The movie shifts between the world as it is, and the inner lives of the two feral boys. They are linked together telepathically, and you are not sure at times from whose point of view you are looking at the story. You wonder how much of the story is going on in real time, and how much of it is actually going on within their minds. This is not new: movies have been playing around with this for decades, and so have artists like Dali and Rene Magritte. At times things get so surreal and hard to follow it will probably take several viewings to untangle, and I have yet to only get the benefit of one. You get the feeling, however, that the effort is worth it.

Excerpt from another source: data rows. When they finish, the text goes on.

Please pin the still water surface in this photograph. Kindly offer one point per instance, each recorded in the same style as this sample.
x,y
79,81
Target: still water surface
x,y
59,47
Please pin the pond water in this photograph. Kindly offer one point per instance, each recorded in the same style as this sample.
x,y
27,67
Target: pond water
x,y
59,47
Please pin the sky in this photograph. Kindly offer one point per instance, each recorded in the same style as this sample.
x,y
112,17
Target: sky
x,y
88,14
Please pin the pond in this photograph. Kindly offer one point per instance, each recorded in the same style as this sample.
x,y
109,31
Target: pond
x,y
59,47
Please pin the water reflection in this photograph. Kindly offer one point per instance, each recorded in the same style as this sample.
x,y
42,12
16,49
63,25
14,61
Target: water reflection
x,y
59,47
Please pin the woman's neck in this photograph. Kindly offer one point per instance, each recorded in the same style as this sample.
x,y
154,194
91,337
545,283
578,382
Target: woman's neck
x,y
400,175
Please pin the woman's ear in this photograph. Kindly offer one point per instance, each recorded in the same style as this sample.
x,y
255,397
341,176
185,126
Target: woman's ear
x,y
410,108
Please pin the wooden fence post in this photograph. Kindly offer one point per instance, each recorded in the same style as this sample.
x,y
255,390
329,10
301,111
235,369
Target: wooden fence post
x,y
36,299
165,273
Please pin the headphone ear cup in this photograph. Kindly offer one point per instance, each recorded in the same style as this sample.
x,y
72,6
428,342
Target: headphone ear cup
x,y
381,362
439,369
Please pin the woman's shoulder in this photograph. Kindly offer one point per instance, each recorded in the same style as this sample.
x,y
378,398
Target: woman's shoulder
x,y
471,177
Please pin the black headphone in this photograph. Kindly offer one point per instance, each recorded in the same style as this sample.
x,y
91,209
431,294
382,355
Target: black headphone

This movie marks the first time an American working in the Japanese animation industry has directed an anime feature. Director Michael Arias was born in Southern California, and through a circuitous chain of events learned animation and computer programming at NYU, then returned to California to work in computer special effects at places like Digital Domain. He then went to Japan to work alongside the artists of Studio Ghibli as their digital effects programmer, beginning with Mononoke Hime. Before Tekkonkinkreet, Arias is best known for his involvement in The Animatrix, an assemblage of 9 Matrix-universe animated shorts which arguably is the best of the sequels to The Matrix.
It is in the best interest of the animation industries of both America and Japan to come together in these kind of hands-across-the-Pacific collaborative efforts. Considering the state of the industry in both countries (the US is almost dead, Japan is struggling) it is likely that collaboration will not make matters worse, and will likely help both to revitalize.
Tekkonkinkreet is going to be coming to theatres this weekend. It is likely to be released to DVD quite soon after this, but seeing the movie in a theatre with a huge screen and excellent sound is well worth it.